Ora, que dia seguinte? Ainda era domingo, e, na verdade, eram já quase 9 horas da manhã. Sabia que se dormisse acordaria às duas da tarde, e minha situação ainda seria a mesma, não saberia nada, e ainda dependeria do meu russo cambaleante, caso quisesse fazer as coisas mais básicas e simples dessa ridícula vida humana, como comer ou ir ao banheiro... e antes de mais nada arranjar um quarto. Como era frágil e inútil nesse lugar!
         Estava já diante da sala 5, depois de arrastar as minhas tralhas pesadas por uma escadaria. A porta estava entreaberta, mas bati mesmo assim e entrei quando ouvi a resposta. Era uma salinha escura, onde dois velhinhos observavam um cartaz sobre pássaros. Na parede, diversos informes, cartazes e distintivos militares estavam pendurados. Certamente eram veteranos da II guerra, pensei. Entreguei-lhes meus documentos, ao que um deles pôs os óculos e começou a ler, até que se espantou, com um sorriso.
         - Do Brasil, é?
         - Sim.
         - Olha... isso é muito longe...
         Levantou-se, e pediu gentilmente para que eu o seguisse.  Passamos por diversas escadarias, corredores, andares, até que pegamos um elevador e paramos diante de um quarto. O senhorzinho sacou duas chaves pequenas, experimentou uma, que não abriu, e experimentou a outra, num clique que se abriu para a antessala de minha nova acomodação. Depois ele mostrou brevemente como as coisas funcionavam, o banheiro, o chuveiro, e tal, deixou a chave do meu quarto, propriamente, engatilhada, se despediu e me desejou boa sorte.
         E bem que eu estava precisando.
         Entrei, larguei minhas coisas num canto e me atirei na cama, num estado catártico. O aquecedor tinha ficado ligado o dia inteiro, de modo que o quarto, quase todo composto de objetos de madeira, estava um forno tão infernal que me lembrava os apartamentos em que cheguei a viver no Recife ou no Rio de Janeiro. “Agora sim, me sinto em casa!”, suspirei  com ironia, enquanto arremessava as cobertas para um canto e tirava a roupa, para dormir só de cueca, devido ao calor. Lá fora, uma claridade fosca começava a surgir nesse exato momento, justo quando eu decidia dormir.

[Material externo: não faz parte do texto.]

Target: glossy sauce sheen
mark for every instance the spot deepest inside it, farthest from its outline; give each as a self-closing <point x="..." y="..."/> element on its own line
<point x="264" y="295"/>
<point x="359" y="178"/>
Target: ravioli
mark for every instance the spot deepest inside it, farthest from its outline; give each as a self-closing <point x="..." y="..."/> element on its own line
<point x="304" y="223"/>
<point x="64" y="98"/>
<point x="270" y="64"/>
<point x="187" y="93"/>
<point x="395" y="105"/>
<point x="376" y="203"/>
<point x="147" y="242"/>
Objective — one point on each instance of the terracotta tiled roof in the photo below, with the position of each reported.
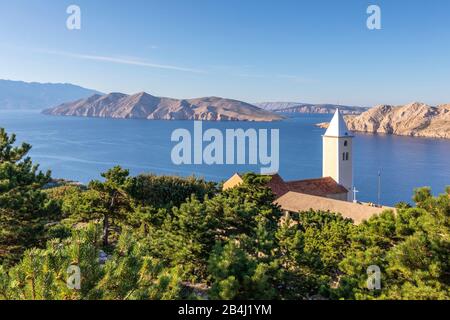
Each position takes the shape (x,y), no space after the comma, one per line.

Mas não importava: eu precisava desse descanso, fosse como fosse, e aí amanhã eu finalmente... amanhã! Amanhã ainda seria domingo, ainda seria a Rússia, ainda seria a incalculável distância de tudo que me é caro e familiar. Não haveria amanhã, o amanhã era minha própria chegada, era a distância de meu chão e de minhas certezas tão tropicais e tão ocidentais. Domingo. Talvez todo corpo estrangeiro seja sempre um imenso domingo, quando cada um cuida da sua vida enquanto você, criatura perdida e alheia, não sabe a quem se dirigir para pedir serviços ou informações. Não sabe que nesse dia se reza, ou não se fala dessa forma, ou não é esse o lugar certo para se encontrar o que se deseja... Domingo, e inverno, na capital da Rússia.
         Com essas ideias, adormeci.

3 comentários:

  1. muito bom Pedro !!! abs e ......sorte :))

    ResponderExcluir
  2. Pedro, muito bom seu texto!!!
    Um bom escritos faz isso: tira graça dos perrengues que passa e transforma em literatura!
    Parabens! Vc já é um escritor!
    beijos
    Tereza

    ResponderExcluir
  3. Meu deus do céu, Pedro!! Que frio. E sem luvas.. E pensar que, ao fim, aqui frio não deveria nem ser chamado de frio, só pela descrição do frio pelo qual você passou. De frio eu talvez demore um pouco pra entender do que se trata, eu só sei de calor, pq em San Juan (Argentina) o calor lá é praticamente insuportável (para mim). Acho que aqui em São Paulo é um meio termo saudável e bom, poluído, claro, o que não é nada legal.
    E sua escrita me lembra a escrita do Fernando Sabino, uma boa sintonia esta, eu pelo menos acho! (:
    um abraço e bons tempos para você, soube pela Neide, que aí começou a fazer Sol e que breve as árvores ficarão cheias de folhas, que bom não é mesmo?